What she reveals is an unnerving nightmare. The man she was hunting was between the age of eighteen and thirty at the time of the crimes. He was Caucasian, athletic, capable of vaulting tall fences, and always concealed his face behind a mask. He frequently would canvass a neighborhood in the days and weeks before an attack and would break into homes to learn layouts and study family photos in advance of attacks. He targeted suburban couples, waiting until they were asleep for the night to break in and wake them up by shining a flashlight in their faces. He was big on psychological torment as well as physical; in 2001, he called a woman who still lived in the home where he attacked her twenty-four years earlier. She instantly recognized his voice on the other end of the line, whispering, "Remember when we played?" (4).

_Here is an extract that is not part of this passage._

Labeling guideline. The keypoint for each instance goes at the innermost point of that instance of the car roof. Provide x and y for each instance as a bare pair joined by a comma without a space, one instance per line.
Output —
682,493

A large part of the terror this unknown killer commands is just because of that: he remains unknown. This search for monsters was an almost obsessive compulsion for McNamara, one she reflects on in this work: "What gripped me was the specter of that question mark where the killer's face should be. The hollow gap of his identity seemed violently powerful to me" (45). Equally chilling to me was the evidence that the killer likely identified multiple potential victims and then chose the best option the night of, depending on circumstances. "He maximized options and laid groundwork; that way, when mission night arrived, his urge never went unfulfilled. That means that women exist who, because of change of schedule, or luck, were never victims, but like the Creature's shapely object of obsession treading in the lagoon, they felt something terrifying brush against them" (183).

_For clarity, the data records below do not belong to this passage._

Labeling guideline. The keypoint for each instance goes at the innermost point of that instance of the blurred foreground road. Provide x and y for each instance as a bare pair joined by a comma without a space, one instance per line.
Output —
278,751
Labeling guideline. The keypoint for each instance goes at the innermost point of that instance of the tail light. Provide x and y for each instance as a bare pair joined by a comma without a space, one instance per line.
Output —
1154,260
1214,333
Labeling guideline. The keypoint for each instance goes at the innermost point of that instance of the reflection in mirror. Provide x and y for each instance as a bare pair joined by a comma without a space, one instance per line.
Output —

Of course I wish we could identify this killer but another great tragedy was McNamara's untimely death. Her editor has done an excellent job of piecing together the work McNamara left behind and filling in holes from her notes and articles she wrote, as well as asking others, including fellow investigators and her husband, to write companion sections. The first half of this book, which seems to have been fully the work of McNamara and very polished at the time of her death merits a solid five stars from me. The book does jump around in time significantly, which made it difficult to follow, but I could never determine if that was McNamara chasing the narrative where it took her across time or a consequence of her death before being able to fully complete this book. Either way, this is an excellent work of crime fiction that I thoroughly enjoyed and that both captivated and horrified me.